Desde 2018 sou eu comigo mesmo. Minha esposa Adriana morreu em janeiro, de câncer, e meu pai em dezembro, no dia de Natal, de idade. Emendei um luto no outro e mal tive tempo de chorar. Na vez do meu pai, quando precisei repetir aquela burocracia dolorosa de necrotério, funerária, cemitério, foi aí que me dei conta: bom, Luiz, agora acabou, só sobrou você. Então larguei o emprego que eu tinha numa importadora e vim cuidar da barbearia do velho, o Salão Genial, que está assim desse jeitinho desde que ele comprou, em 1979. Os móveis, os ventiladores, as latas de talco, a caixa registradora, as revistas Manchete, tudo como sempre foi. Eu administro e o seu Antonio trabalha.

Passo o dia todo aqui. Às vezes penso que eu sou esse salão, que ele é uma metáfora de mim. Porque eu gosto das permanências. Sinto fascínio pelas antiguidades, as coisas que atravessam o tempo. Minha bicicleta é uma Caloi 10 e até o ano passado eu tinha um Escort XR3 e uma TV de tubo. Só que a vida tem me atormentado pedindo mudanças que não tenho força pra realizar, embora deseje demais. Pra mudar eu precisaria fechar a barbearia. Mas como? Meu pai foi feliz nesse lugar. O pouco que a gente tem saiu daqui. Fiz 46 anos e venho aqui desde os cinco. É muito sentimento.

Como você já deve ter notado, tem muito "mas" na minha vida. O mas, o porém, o entretanto, o todavia? Ai, as minhas desgraças. Bem que eu gostaria de ser mais animal, instintivo, agir. Mas raciocino demais e acabo não fazendo nada. Quando faço, é um alívio tão grande que você não imagina.

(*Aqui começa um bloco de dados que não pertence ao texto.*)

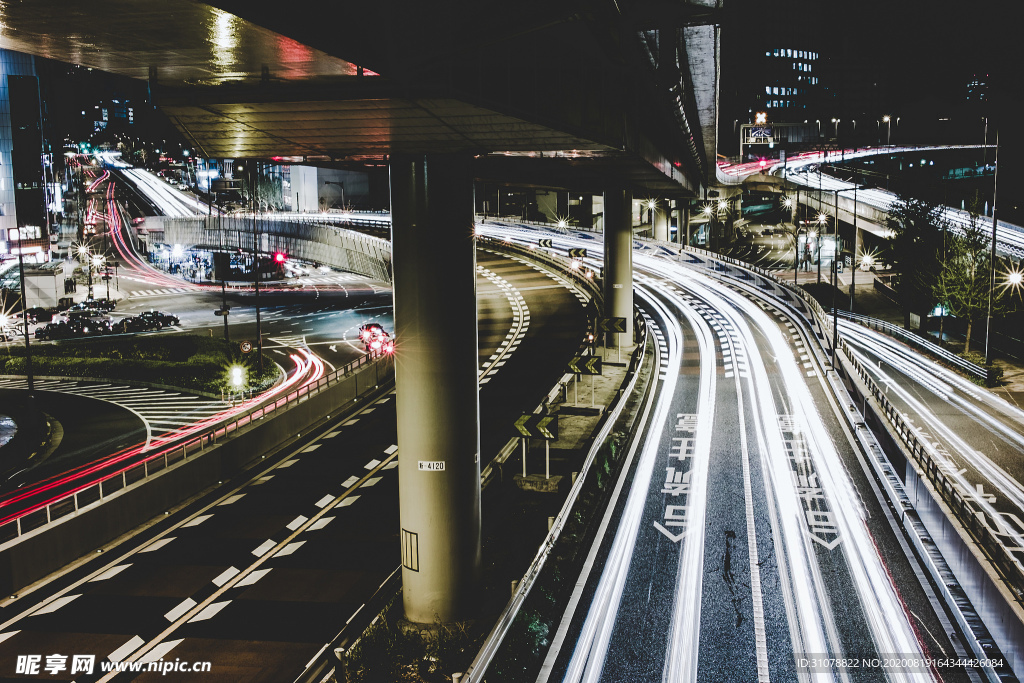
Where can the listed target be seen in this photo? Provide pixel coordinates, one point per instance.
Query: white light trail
(591, 649)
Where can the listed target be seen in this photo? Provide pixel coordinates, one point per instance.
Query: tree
(916, 227)
(965, 279)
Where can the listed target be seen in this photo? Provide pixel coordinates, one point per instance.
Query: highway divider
(333, 656)
(929, 547)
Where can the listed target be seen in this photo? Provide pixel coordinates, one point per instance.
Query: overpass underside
(606, 96)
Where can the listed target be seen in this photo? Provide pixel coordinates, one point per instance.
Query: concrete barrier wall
(37, 554)
(306, 241)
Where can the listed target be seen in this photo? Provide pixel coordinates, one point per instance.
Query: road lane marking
(157, 545)
(55, 604)
(113, 571)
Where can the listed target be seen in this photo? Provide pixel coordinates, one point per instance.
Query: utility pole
(991, 274)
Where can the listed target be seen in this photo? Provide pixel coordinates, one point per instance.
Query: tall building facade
(22, 185)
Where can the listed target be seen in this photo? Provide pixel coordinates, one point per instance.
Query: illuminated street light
(822, 219)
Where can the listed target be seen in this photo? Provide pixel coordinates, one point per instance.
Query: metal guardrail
(93, 494)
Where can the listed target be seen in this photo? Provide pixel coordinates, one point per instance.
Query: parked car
(158, 319)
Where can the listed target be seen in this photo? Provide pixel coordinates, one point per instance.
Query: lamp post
(15, 236)
(991, 279)
(97, 262)
(889, 157)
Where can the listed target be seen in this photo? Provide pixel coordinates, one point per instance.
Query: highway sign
(586, 365)
(611, 325)
(538, 426)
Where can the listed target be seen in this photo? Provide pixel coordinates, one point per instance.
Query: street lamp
(822, 220)
(889, 158)
(709, 212)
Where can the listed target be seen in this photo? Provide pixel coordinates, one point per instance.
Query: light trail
(788, 473)
(308, 370)
(924, 373)
(592, 646)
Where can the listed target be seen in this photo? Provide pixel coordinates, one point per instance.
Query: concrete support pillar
(435, 376)
(659, 220)
(619, 261)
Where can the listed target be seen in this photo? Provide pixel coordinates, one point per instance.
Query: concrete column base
(537, 482)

Lá em casa tinha uma parede separando a copa da cozinha que eu odiava. Passei anos odiando. Num sábado da quarentena me deu uma coisa, comprei uma marreta e botei abaixo. Sozinho. O mais difícil foi fazer o primeiro buraco, depois ficou fácil. Tirei 23 sacos de entulho, um peso danado. À noite, ainda suado e coberto de poeira, pensei: se eu achava tão ruim, se me incomodava tanto, por que não me livrei disso antes? Sei lá por quê.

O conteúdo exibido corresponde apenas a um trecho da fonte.